Typically, cocaine abuse (which was documented in our patient) is associated with a vast spectrum of pulmonary complications. One of the well described problems associated with the use of this drug are pulmonary vascular inflammatory states and microvascular bleeding leading to DAH. [7],[13],[14] These are seen more commonly when cocaine use is added on to a background of marijuana and tobacco use. [15],[16] Drug induced DAH syndromes with amiodarone, valproate, anti-platelet drugs and chemotherapeutic agents, namelycytotoxic drugs,have been reported. [17],[18],[19],[20] On retrospective analysis, none of the drugs our patient was on preoperatively had been ever associated with DAH. Pulmonary hemorrhage was also not associated with any of the anesthetic agents that were used.

DAH has a mixed prognosis with mortality rates cited between 20-100%. [13] Coexisting cardiovascular disease and renal failure requiring dialysis are two factors which have been shown to be predictors of poor outcomes. [3] Bronchoalveolar lavage is confirmatory for the diagnosis, and a surgical lung biopsy may be required to confirm the underlying histology (usually if the serologyis negative). Treatment includes corticosteroids, immunosuppressive agents and plasmapheresis in some cases. [7] Refractory bleeding in some DAH patients has recently been managed with recombinant factor VIIa (rFVIIa). The drug was administered from the air side as an intra-alveolar technique, and it stops bleeding in a life-threatening DAH syndrome. The recommended dose is 50 mcg/kg per dose, and the limited case series studies have reported adequate hemostasis with one or two doses with good improvement in the oxygen transport. [21] Our patient was seronegative, and was managed on the lines of adult respiratory syndrome/acute lung injury on the ventilator. He responded dramatically and could be weaned off mechanical ventilation in a week's time.

It is worth mentioning that DAH has not been reported in the outpatient anesthesia setting. There is a reflex tendency to think about common causes of hemoptysis first, and we reacted in a similar manner by thinking about airway trauma and mucosal friability in the setting of ESRD as a cause. Another issue germane to this case is whether or not this patient should have undergone an outpatient surgical procedure. Cataract surgeries almost as a rule are done as outpatient procedures at our institution. While this is advantageous from the financial standpoint and is attractive to patients and insurance providers alike, we might in the future, look at more perioperative optimization of very complicated cases as inpatients before they go for surgery.

DAH is a rare cause of pulmonary hemorrhage and is certainly not commonplace for the outpatient ophthalmic anesthesia setting.

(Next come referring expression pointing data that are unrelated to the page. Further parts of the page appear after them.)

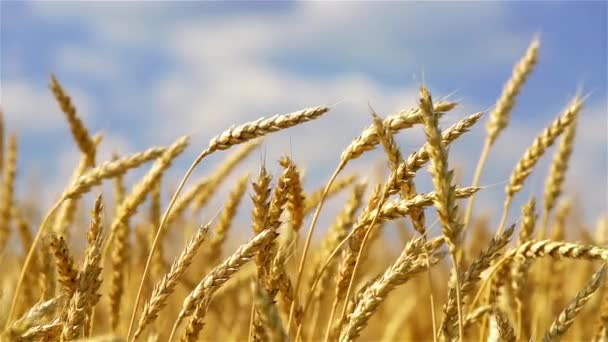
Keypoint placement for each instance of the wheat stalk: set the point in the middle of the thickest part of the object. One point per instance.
(229, 138)
(561, 324)
(219, 275)
(540, 144)
(8, 188)
(165, 287)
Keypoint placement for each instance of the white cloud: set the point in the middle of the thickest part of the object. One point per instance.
(235, 68)
(32, 108)
(87, 62)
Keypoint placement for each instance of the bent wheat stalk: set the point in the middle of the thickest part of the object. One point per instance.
(229, 138)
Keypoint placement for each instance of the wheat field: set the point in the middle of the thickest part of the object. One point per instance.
(139, 269)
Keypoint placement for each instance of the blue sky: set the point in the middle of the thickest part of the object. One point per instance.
(147, 72)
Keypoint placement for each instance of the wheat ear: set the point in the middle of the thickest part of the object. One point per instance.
(268, 313)
(442, 181)
(165, 287)
(408, 264)
(225, 221)
(520, 268)
(501, 115)
(557, 174)
(86, 295)
(561, 324)
(365, 142)
(532, 155)
(221, 173)
(233, 136)
(79, 131)
(8, 187)
(202, 293)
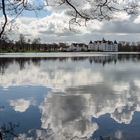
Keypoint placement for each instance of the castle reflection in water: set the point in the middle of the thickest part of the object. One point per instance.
(102, 59)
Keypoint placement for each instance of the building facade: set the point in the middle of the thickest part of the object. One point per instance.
(105, 46)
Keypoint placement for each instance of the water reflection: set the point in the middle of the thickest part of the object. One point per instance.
(86, 98)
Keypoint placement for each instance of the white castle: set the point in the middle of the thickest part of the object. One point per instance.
(106, 46)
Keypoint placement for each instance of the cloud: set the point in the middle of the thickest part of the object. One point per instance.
(54, 25)
(20, 105)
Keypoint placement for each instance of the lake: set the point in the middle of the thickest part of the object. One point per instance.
(86, 96)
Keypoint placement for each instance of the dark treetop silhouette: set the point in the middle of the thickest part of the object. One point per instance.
(99, 9)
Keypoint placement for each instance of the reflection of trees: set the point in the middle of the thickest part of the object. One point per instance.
(22, 61)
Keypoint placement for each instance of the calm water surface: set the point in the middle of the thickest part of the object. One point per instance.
(74, 98)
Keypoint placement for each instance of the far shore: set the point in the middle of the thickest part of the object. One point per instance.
(62, 54)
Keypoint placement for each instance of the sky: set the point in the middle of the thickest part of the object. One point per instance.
(51, 24)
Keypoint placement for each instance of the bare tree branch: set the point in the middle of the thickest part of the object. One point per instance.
(5, 18)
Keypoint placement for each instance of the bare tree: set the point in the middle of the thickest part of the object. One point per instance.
(77, 9)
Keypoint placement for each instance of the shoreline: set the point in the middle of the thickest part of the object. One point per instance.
(62, 54)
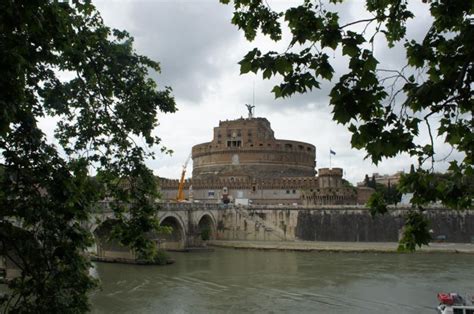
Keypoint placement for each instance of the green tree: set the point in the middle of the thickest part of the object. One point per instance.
(384, 109)
(59, 60)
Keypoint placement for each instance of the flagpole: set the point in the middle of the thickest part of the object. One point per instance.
(330, 157)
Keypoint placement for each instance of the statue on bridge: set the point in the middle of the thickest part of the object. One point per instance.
(250, 109)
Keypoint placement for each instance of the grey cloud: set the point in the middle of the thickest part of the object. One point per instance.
(184, 37)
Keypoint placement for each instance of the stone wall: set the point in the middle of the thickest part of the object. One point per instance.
(337, 223)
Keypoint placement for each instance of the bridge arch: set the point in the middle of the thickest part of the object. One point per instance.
(207, 226)
(176, 240)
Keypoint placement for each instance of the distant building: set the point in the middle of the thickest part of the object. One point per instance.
(386, 179)
(245, 164)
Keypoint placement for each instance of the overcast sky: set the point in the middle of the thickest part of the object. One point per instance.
(198, 49)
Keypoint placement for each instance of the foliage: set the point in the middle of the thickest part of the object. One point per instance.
(59, 60)
(384, 109)
(390, 193)
(415, 232)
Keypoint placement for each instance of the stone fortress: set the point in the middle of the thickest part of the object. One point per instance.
(245, 164)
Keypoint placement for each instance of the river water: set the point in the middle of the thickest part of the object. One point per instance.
(253, 281)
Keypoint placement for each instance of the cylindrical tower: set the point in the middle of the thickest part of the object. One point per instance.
(248, 148)
(330, 177)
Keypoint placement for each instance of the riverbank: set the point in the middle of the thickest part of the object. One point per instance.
(354, 247)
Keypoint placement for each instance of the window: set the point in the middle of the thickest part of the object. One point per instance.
(234, 143)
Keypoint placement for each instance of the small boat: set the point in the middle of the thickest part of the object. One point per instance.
(454, 303)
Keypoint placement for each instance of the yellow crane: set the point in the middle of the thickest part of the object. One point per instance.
(180, 196)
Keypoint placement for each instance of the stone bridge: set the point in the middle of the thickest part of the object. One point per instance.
(189, 224)
(189, 221)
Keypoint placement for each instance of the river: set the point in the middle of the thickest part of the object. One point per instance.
(253, 281)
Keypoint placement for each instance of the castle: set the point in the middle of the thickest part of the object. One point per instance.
(245, 164)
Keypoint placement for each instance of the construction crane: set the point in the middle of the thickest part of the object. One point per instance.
(180, 196)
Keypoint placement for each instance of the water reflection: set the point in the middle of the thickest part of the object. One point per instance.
(237, 281)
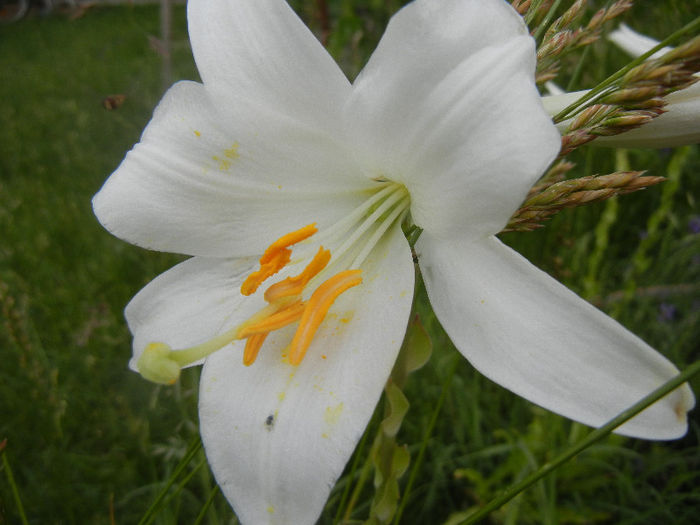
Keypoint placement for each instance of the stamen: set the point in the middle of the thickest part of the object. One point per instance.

Securing the airway without any delay and diagnosing and managing the underlying cause of the pulmonary bleed is all part of the practice of good perioperative medicine, which is in no way different in the outpatient anesthesia setting. The anesthesiologist must be aware of the full spectrum of possible etiologies of hemoptysis in order to effectively deal with this emergency when it does arise.